Il protagonista di questo dramma pirandelliano, rappresentato per la prima volta a Milano nel 1922 e che abbiamo insieme apprezzato nella produzione della RAI per la regia di Giorgio De Lullo e l’interpretazione di Romolo Valli , “recita”  da circa 20 anni la “parte” di Enrico IV di Germania in una villa adibita a reggia, da folle per 12 anni e da folle-cosciente per 8 anni. Venti anni prima era stata organizzata, per una festa di carnevale, una “cavalcata” in costume; a quel tempo egli, innamorato di una giovane nobildonna di nome Matilde, aveva scelto di mascherarsi da Enrico IV, per poter “essere ai suoi piedi” implorante come l’Enrico IV storico della lotta per le investiture (1000-1100) che, scomunicato dal Papa Gregorio VII si reco’ da lui e si umilio’ a Canossa, castello della contessa Matilde di Toscana.
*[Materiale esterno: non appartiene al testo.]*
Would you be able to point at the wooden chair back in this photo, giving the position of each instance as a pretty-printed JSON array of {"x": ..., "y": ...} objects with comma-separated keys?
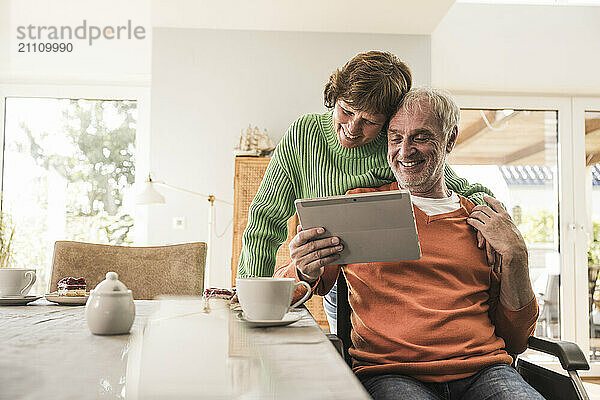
[{"x": 146, "y": 271}]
Durante la cavalcata in costume, per un incidente provocato volontariamente da un rivale in amore, il barone Tito, Enrico, cadendo da cavallo, aveva battuto la testa e e si era “fissato” nel personaggio interpretato per gioco; dopo 12 anni si era svegliato da quello stato di follia, ma guardandosi intorno, si era reso conto che “tutto era finito”: che egli era invecchiato senza aver vissuto la sua vita: che “era arrivato con una fame da lupo ad un banchetto bell’e sparecchiato”(gli amici lo avevano tradito, il suo posto nel cuore della donna che amava era stato preso da un altro, ecc.); aveva allora deciso di continuare quella finzione : “preferii restare pazzo e vivere con la piu’ lucida coscienza la mia pazzia”  per vendicarsi della vita chelo aveva in qualche modo privato della sua,  pazzo cosciente, in contrasto “con chi vive agitatamente, senza saperla e senza vederla la sua pazzia” (tutti gli altri).
Questa vita di finzione continuata ha avuto pure un suo equilibrio: il re ha vissuto con la sua corte, 4 giovani Consiglieri Segreti (Landolfo,  Arialdo, Ordulfo,  Bertoldo) che gli hanno fanno compagnia e ha recitato al meglio la vita storica del personaggio che gli si e’ incollato addosso; ma questo equilibrio e’ stato rotto dalla visita organizzata dal nipote marchese Carlo, che ha introdotto nella villa-reggia la marchesa Matilde, la stessa donna amata da Enrico, invecchiata e sfiorita, con quello che ora e’ il suo amante,  il barone Tito, la sua fidanzata Frida, figlia della marchesa, somigliantissima alla madre ventenne, ed uno psichiatra, borioso e incompetente, allo scopo di effettuare un esperimento di guarigione sul “pazzo”: tentare di shock-are il “malato” facendogli vedere in carne ed ossa la “Matilde” di allora  e la “Matilde” di adesso, entrambe in costume da “Matilde di Canossa” ...Ma questa volta la finzione genera veramente la follia nell’Enrico IV che, tradito dai suoi Consiglieri che hanno resa nota la sua “guarigione”,  accusa tutti i presenti di pazzia; egli  vorrebbe ora avere per se’ la Matilde giovane, che gli “spetta di diritto”, come dice lui stesso, esasperato e infuriato; ma quando il barone Tito  gliela vuol strappare dalle braccia,  fulmineamente, cavando la spada dal fianco di Landolfo, lo ferisce al ventre (e lo uccide).

“ Ora si’... per forza... (chiama attorno a se’ i 3 consiglieri rimasti Landolfo, Arialdo, Ordulfo, come a ripararsi) qua insieme, qua insieme... e per sempre!”